Posted By Larry Tolchinsky on October 21, 2010

There are three types of probate administration under Florida law – formal, ancillary and summary administration, of which formal administration is most common – and one very rare non-court-supervised process. Ancillary probate typically becomes necessary when the deceased person owned real estate in FL but was domiciled (i.e. maintained his primary residence) elsewhere. You should note that while formal and summary administration are generally independent processes, ancillary administration is often needed in addition to a primary probate proceeding that is carried out in another jurisdiction. This does not mean, however, that ancillary probate is any less expensive/ complicated than formal administration; the fees and filing requirements are essentially identical for both proceedings.

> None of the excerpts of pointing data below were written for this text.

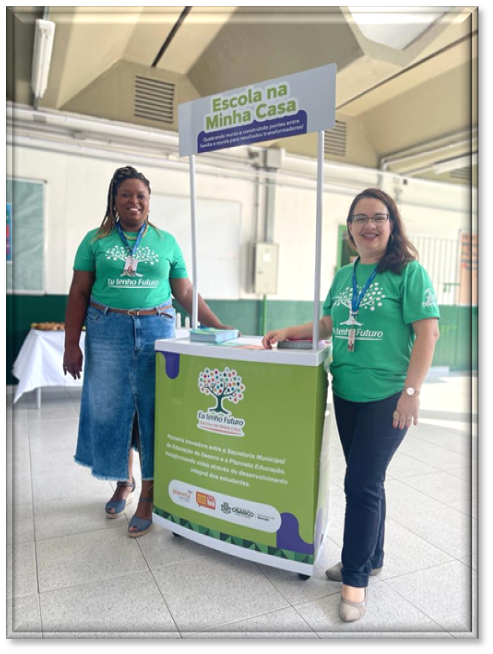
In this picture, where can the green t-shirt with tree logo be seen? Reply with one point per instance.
(377, 367)
(158, 257)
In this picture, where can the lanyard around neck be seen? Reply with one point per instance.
(124, 238)
(356, 299)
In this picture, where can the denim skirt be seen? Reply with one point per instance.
(118, 388)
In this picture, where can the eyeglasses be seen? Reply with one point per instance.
(360, 219)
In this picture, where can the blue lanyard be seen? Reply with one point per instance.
(356, 299)
(124, 238)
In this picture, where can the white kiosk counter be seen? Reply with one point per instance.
(241, 460)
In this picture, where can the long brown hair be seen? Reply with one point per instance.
(110, 217)
(400, 251)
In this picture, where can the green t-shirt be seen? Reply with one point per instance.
(159, 258)
(377, 367)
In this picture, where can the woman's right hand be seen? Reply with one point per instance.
(72, 361)
(274, 337)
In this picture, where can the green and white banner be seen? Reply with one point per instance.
(238, 456)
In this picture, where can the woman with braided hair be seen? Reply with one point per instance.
(125, 273)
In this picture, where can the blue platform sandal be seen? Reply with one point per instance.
(141, 524)
(119, 505)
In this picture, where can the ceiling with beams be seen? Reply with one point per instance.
(406, 76)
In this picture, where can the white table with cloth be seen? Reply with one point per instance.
(40, 362)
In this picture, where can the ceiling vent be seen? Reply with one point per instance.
(464, 174)
(335, 140)
(154, 100)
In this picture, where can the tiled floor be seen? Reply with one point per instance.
(74, 574)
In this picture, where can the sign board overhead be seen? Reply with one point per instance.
(278, 108)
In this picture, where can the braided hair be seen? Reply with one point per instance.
(119, 176)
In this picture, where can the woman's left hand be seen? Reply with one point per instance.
(406, 411)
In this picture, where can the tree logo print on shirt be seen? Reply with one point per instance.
(371, 300)
(142, 255)
(430, 298)
(222, 385)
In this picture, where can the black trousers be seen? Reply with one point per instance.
(369, 442)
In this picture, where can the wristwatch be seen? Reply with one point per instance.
(410, 391)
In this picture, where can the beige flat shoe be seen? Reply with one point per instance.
(352, 611)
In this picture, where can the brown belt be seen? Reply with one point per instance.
(134, 312)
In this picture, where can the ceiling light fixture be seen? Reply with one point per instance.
(43, 46)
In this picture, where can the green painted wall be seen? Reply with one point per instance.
(457, 347)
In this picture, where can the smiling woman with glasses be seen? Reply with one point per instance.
(379, 219)
(382, 314)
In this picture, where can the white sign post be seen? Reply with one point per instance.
(274, 109)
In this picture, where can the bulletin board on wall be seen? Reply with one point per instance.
(25, 236)
(218, 240)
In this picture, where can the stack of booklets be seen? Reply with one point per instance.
(299, 344)
(210, 335)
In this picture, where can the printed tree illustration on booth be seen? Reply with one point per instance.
(224, 385)
(142, 255)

There are circumstances in which ancillary probate can be avoided, but, generally, such techniques must be employed before the deceased person passes away and probate is opened:

  • First, if the property is properly recorded as being co-owned by two or more people with “rights of survivorship”, it will pass to the remaining co-owners as a matter of law upon the decedent’s death.
  • Second, the decedent may re-title the property in the name of his “revocable living trust” during his lifetime, so that the property will not be subject to probate upon his death. A revocable living trust is an arrangement by which a “settlor” transfers ownership of his property to a “trust” during his lifetime. If the settlor names himself as “trustee”, he retains complete control of the trust and the property in it as long as he is alive and legally competent, which means he can use, modify, sell, etc. the property as he sees fit. Upon the settlor’s death, the right to manage the trust is transferred to his named “successor trustee”, who transfers the property to the settlor’s intended beneficiaries outside of the costly and time-consuming probate process.